Since Portugal’s environmental agency APA gave its conditional approval to the country’s first lithium mine in the rolling hills of Covas do Barroso, citizens have mobilised, promising to defend what is World Agricultural Heritage to the final instance – meaning the very last court in which this issue can be decided.

And while local outrage that majority opinion and ways of life are considered secondary to perceived economic gain, geologist and specialist in lithium Carlos Leal Gomes has been telling Euronews – for a special Green Week of programmes – that the whole ‘political verve for lithium’ could well be delusional.

He stresses in a clip that has also been produced in English (click here), that the significant reserves that have been famously bandied about are “inferred, they are not effective reserves.
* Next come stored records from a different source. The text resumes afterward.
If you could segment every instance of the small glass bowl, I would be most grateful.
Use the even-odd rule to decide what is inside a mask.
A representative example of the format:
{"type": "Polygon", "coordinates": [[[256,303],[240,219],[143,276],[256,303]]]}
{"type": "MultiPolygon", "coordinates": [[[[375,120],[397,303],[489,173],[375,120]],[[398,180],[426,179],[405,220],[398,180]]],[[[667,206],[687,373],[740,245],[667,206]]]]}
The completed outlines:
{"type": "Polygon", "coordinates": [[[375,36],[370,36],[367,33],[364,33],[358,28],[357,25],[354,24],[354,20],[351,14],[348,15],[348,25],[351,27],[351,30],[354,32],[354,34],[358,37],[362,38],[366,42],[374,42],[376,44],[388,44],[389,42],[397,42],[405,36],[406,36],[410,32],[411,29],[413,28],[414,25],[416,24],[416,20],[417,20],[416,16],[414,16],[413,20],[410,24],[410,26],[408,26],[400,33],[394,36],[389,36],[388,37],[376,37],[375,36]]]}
“We (hear) a lot of this thing that (Portugal) is the 5th place, 6th place, 8th place (with the largest lithium reserves). But this is exactly the same as saying nothing”, he tells his interviewer. “You only know the place when you start exploring…”
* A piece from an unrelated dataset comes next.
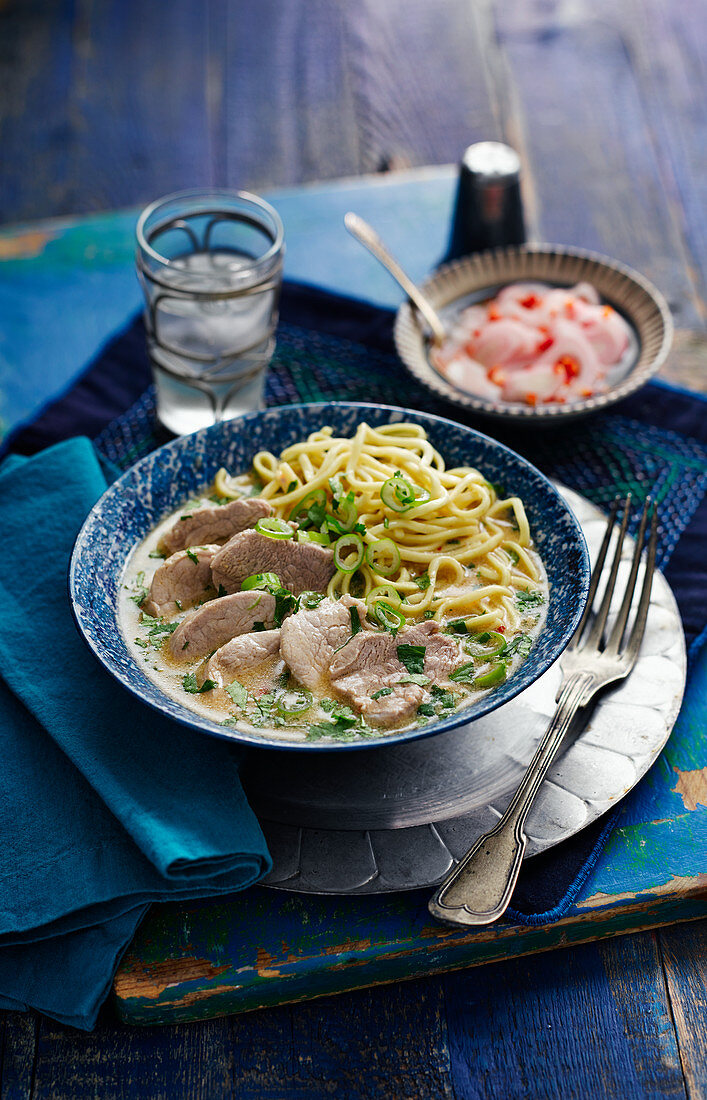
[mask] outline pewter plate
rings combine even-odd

According to Dale Ferguson, CEO of British-based mining company Savannah Resources which has been gunning for its green light at Covas do Barroso for years, “We want to produce around 25 thousand tons of lithium hydroxide, which is enough material to make batteries for around 500 thousand new electric vehicles per year”.

Quite apart from this being impossible (as Savannah itself has conceded the mine will have a limited life span of potentially only 17 years; other expert opinion points to roughly 10), Carlos Leal Gomes warns these numbers “are only indicative, because the calculated proven reserves are actually very few (…) As a possible mine for the production of lithium concentrates, it is nothing extraordinary, not even in terms of the quantity of reserves, nor in the ores. Especially in the ores that it has”, he adds. “The ores are not the best. It will take a lot of work in technical and technological terms”.

There are also the arguments (now much more widely accepted) that electric vehicles almost certainly are not the answer. 

Perhaps the most popular recent explanation as to why having come from  car buff/ comedian Rowan Atkinson who himself embraced the concept of EVs, until he realised their limitations (click here)

Operators like Savannah do not agree with Rowan Atkinson’s view, nor have they been put off by the determination of the populations of Covas do Barroso.

“We’ve spent many millions of dollars doing all the testing and we can confirm, through all that work and the last 30 or 40 years of development around spodumene (lithium concentrate), that spodumene can be removed from rock very effectively. It’s a very simple process”, Dale Ferguson assures Euronews.

Be that as it may, Carlos Leal Gomes’ warnings are not the only ones from the scientific community. There have been others, particularly from former environmental secretary (PSD) and university professor Joaquim Poças Martins who is adamant that “Batteries won’t be the solution (…) It is simply not possible: there aren’t enough materials in the earth for this effect”.

Martins told Lusa last year, that in his opinion the way forwards is hydrogen. “Everything is pointing more towards hydrogen as a form of storing energy than batteries”.

In “half a dozen years”, he warned, lithium deposits identified in Portugal may well have run dry. Then “we will have a serious problem” – not least because of the destruction the lithium mining itself will have created.

“On the other hand, so-called green hydrogen can be produced, and when it burns the final product is water, not carbon dioxide”.

Thus APA’s ‘green light’ for what has been a very political metal in recent years is not daunting opponents who believe right, sense and sustainability is on their side.

Nélson Gomes, one of the leading lights in the “Associação Unidos em Defesa de Covas do Barroso’ has told reporters “the battle has only just begun”.

In Gomes’ mindset, the political mantra that lithium is vital for decarbonisation simply doesn’t wash. “We do not understand how, in order to clean up pollution, we have to destroy forests, the environment, water courses and the lives of the people who live here,” he told Euronews.

The United in Defence of Covas do Barroso association has the full support of its local municipality.